Japan might station government workers on disputed islands in the East China Sea to defend its sovereignty, Japanese Chief Cabinet Secretary Yoshihide Suga said yesterda, raising the possibility of action that would inevitably anger China.
Relations between Asia’s second and third-biggest economies have been strained over the uninhabited Diaoyutai Islands (釣魚台), which Japan controls but are also claimed by Taiwan and China claim. The islands are called the Senkakus in Japan.
A year ago today, the Japanese government bought three of the isles from a private owner, inflaming anger in China where big anti-Japan protests ensued.
Aircraft and ships from China and Japan have played cat-and mouse in the vicinity of the islands ever since, raising fears that an accidental encounter could spark conflict.
The already-high tensions rose further yesterday when seven Chinese ships were spotted in waters around the islands.
The China Coast Guard flotilla is the biggest seen in waters around the island chain since eight government ships were tracked there in April, a Japan Coast Guard spokesman said.

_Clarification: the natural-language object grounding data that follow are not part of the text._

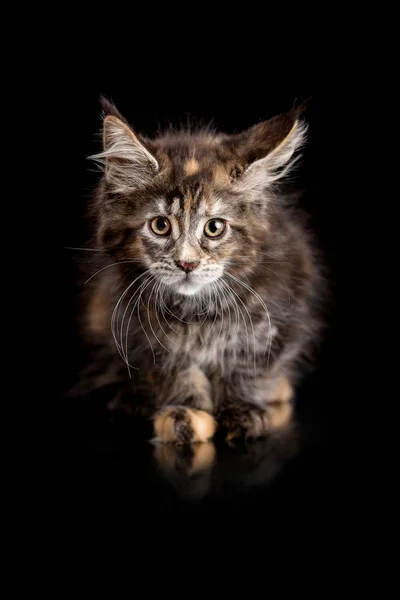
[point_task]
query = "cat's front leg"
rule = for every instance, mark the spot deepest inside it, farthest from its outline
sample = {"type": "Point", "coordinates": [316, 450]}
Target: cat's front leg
{"type": "Point", "coordinates": [263, 408]}
{"type": "Point", "coordinates": [185, 416]}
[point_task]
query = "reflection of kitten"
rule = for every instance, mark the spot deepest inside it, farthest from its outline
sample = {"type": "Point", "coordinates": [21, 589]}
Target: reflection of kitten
{"type": "Point", "coordinates": [207, 276]}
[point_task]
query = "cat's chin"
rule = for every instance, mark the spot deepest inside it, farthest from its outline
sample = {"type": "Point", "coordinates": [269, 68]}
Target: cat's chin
{"type": "Point", "coordinates": [188, 288]}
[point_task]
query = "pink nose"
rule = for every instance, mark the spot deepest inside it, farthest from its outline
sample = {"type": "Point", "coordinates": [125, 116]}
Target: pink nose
{"type": "Point", "coordinates": [186, 266]}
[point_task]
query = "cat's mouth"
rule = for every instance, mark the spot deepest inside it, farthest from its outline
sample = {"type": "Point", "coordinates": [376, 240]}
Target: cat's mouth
{"type": "Point", "coordinates": [188, 284]}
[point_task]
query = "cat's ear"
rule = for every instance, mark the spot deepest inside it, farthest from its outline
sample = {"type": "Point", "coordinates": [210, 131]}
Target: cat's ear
{"type": "Point", "coordinates": [267, 151]}
{"type": "Point", "coordinates": [128, 164]}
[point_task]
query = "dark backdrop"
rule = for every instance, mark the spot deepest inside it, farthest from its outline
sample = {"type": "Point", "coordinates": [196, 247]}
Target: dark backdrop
{"type": "Point", "coordinates": [98, 455]}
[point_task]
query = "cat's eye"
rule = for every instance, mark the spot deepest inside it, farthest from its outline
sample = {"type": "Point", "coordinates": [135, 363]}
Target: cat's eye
{"type": "Point", "coordinates": [214, 228]}
{"type": "Point", "coordinates": [160, 226]}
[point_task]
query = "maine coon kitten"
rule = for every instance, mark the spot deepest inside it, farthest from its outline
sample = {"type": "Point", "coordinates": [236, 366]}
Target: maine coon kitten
{"type": "Point", "coordinates": [206, 292]}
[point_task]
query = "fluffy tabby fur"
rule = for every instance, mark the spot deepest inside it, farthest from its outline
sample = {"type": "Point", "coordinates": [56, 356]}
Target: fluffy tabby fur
{"type": "Point", "coordinates": [207, 331]}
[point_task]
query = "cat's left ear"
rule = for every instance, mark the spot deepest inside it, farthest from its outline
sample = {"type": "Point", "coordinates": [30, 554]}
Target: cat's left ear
{"type": "Point", "coordinates": [267, 151]}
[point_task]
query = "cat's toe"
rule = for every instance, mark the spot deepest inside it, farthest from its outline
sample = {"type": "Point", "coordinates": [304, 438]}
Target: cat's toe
{"type": "Point", "coordinates": [181, 425]}
{"type": "Point", "coordinates": [252, 422]}
{"type": "Point", "coordinates": [187, 459]}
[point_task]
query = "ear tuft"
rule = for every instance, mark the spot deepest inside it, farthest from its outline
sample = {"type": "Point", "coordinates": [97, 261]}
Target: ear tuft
{"type": "Point", "coordinates": [128, 165]}
{"type": "Point", "coordinates": [268, 150]}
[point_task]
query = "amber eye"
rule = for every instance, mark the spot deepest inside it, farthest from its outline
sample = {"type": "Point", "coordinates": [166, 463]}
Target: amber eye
{"type": "Point", "coordinates": [214, 227]}
{"type": "Point", "coordinates": [160, 226]}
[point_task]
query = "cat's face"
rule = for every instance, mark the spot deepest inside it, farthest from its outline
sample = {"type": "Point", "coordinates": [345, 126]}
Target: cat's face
{"type": "Point", "coordinates": [189, 237]}
{"type": "Point", "coordinates": [189, 206]}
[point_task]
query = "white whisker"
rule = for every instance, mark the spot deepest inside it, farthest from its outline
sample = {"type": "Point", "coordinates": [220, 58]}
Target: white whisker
{"type": "Point", "coordinates": [122, 262]}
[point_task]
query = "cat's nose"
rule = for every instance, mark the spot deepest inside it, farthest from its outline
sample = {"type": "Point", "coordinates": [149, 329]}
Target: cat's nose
{"type": "Point", "coordinates": [186, 266]}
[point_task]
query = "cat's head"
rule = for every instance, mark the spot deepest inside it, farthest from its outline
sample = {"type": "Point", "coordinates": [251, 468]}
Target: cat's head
{"type": "Point", "coordinates": [188, 205]}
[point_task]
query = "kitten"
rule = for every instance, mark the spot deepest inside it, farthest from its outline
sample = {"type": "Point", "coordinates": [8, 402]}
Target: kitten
{"type": "Point", "coordinates": [206, 293]}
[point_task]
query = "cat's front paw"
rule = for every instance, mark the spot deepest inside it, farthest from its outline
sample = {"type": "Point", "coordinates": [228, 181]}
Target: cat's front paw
{"type": "Point", "coordinates": [251, 422]}
{"type": "Point", "coordinates": [181, 425]}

Xinhua news agency, citing the Chinese State Oceanic Administration, said it was the 59th “patrol” of the area since September last year.
Xinhua said China’s vessels had gone as close to the islands as 0.28 nautical miles (0.51km) during the past 12 months, but did not specify when.
Japan’s coastguard said the vessels had entered Japanese territorial waters at about 10:30am.
Suga said it was “extremely regrettable” that Chinese government ships had repeatedly entered what he descried as Japan’s territorial waters.
The government of Japanese Prime Minister Shinzo Abe was making “resolute, but calm responses to defend our territory, territorial waters and airspace decisively,” he said. “Our country will never make a concession on the matter of sovereignty.”
Asked if Japan might station government workers on the islands, Suga said: “That is one option.”